Так это и продолжалось ровно три четверти – на уроках математики я читал своих любимых классиков, получал колы и двойки, но дома, чтобы не отстать от Славки, исправно читал учебник, выполнял все домашние задания и потому на контрольных получал четверки. Пятерки математичка не ставила мне из чистой мстительности, да и было за что – регулярно перед ее уроком я на школьной доске писал на нее эпиграммы. Поскольку в школе был только один записной поэт школьной стенгазеты, ей нетрудно было угадать автора этих эпиграмм. Таким образом, по трем предметам – алгебре, геометрии и тригонометрии – у меня за четверть набиралось штук двадцать двоек и пять-шесть четверок, что в среднем давало тройку в конце четверти.
Только в конце года я опомнился, пришел к директору школы и сказал:
– Мария Исаевна, если я все выпускные экзамены сдам на «отлично», мне дадут медаль?
– Ты не сдашь на «отлично», – сказала Мария Исаевна.
– Сдам, – сказал я. – Я знаю математику не хуже Наумова, а Славка идет на медаль.
– Знать ты, может, и знаешь, но она тебе «отлично» никогда не поставит.
– А если я всё отвечу?
– Это уже не поможет, ты ее три четверти доводил…
– Но я же еврей, Мария Исаевна! Без медали меня не примут в университет!
– Раньше нужно было думать и меньше эпиграмм писать! Иди отсюда, медалист сраный! – сказала Мария Исаевна.
Я ушел и стал, как зверь, готовиться к выпускным экзаменам – ну как, я думал, можно влепить человеку четверку, если он на устных экзаменах всё ответит, а на контрольных решит все задачи?
Наступил июнь, кончилась четвертая четверть. По всем предметам, кроме английского и математики, у меня были пятерки. Английский я на «отлично» выучить не мог ни тогда, ни даже за тридцать лет эмиграции, но четверку я у англичанки легко зарабатывал переводами английских поэтов, и особенно ее любимого Томаса Мура…
Если бы я сдал математику на «отлично», я – с одной четверкой в аттестате – получил бы серебряную медаль.
Но Мария Исаевна оказалась права – на выпускных экзаменах математичка сквиталась со мной за все мои эпиграммы и лишила меня медали.
Убитый, я после последнего экзамена плелся по городу. В 1955 году поступить еврею без медали в университет, даже в Бакинский, было нереально, это знал в городе каждый.
Я плелся по городу и думал, что будет с моими родителями, если я покончу с собой – брошусь вниз головой с Девичьей башни в Старом городе или утоплюсь в Каспийском море.
Проходя по Торговой улице, я увидел, что в кинотеатре «Вэтэн» (Родина) идет новый фильм «Белоснежка и семь гномов». Чтобы не идти домой, я зашел в кино.
Через два часа я вышел на улицу другим человеком.

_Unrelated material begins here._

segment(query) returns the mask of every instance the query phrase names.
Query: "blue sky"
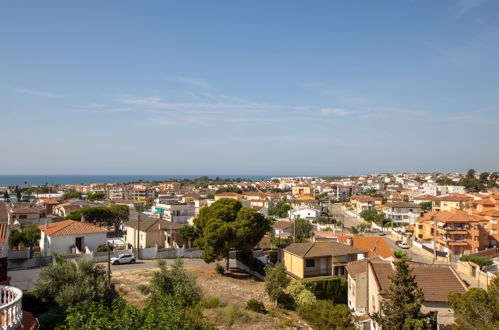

Мне было наплевать на математичку, на четверки в аттестате и вообще на все на свете! Мир опять обрел свои волшебные, свои переливчатые краски и звуки. Вокруг меня из растворов бакинских дворов снова доносились запахи шашлыков, стук нард и громкоголосые мугаммы. Гудели, проезжая, машины – просто так, чтобы все слышали владельца этой «Победы» или «Москвича». На перекрестках стояли компании парней в кепках-«аэродромах», они курили папиросы «Беломор» и прицокивали языками вслед каждой проходящей девушке:
– Вах-вах-вах! Какая жопа!..
А я шел мимо них домой и весело, громко пел куплеты гномов.
Его высочество кинематограф и лично товарищ Уолтер Дисней звали меня в свои ряды.
Аликперли
Из нашего класса сорвиголов, шпаны и хулиганов, срывавших уроки, выломавших однажды батарею парового отопления, чтобы залить класс кипятком и под этим предлогом оторваться в кино, и спешивших на занятия по военной подготовке только для того, чтобы схватить ружья и бежать с ними в соседнюю женскую школу пугать девчонок, – из этого класса поступили в вузы практически все – Наумов в нефтяной на геологоразведочный факультет, Рыбаков, Гасанов и Липович – в индустриальный, Таирбеков и Риза-заде – в университет, Шикаушвили – в медицинский, и даже Толя Брескин – в физкультурный.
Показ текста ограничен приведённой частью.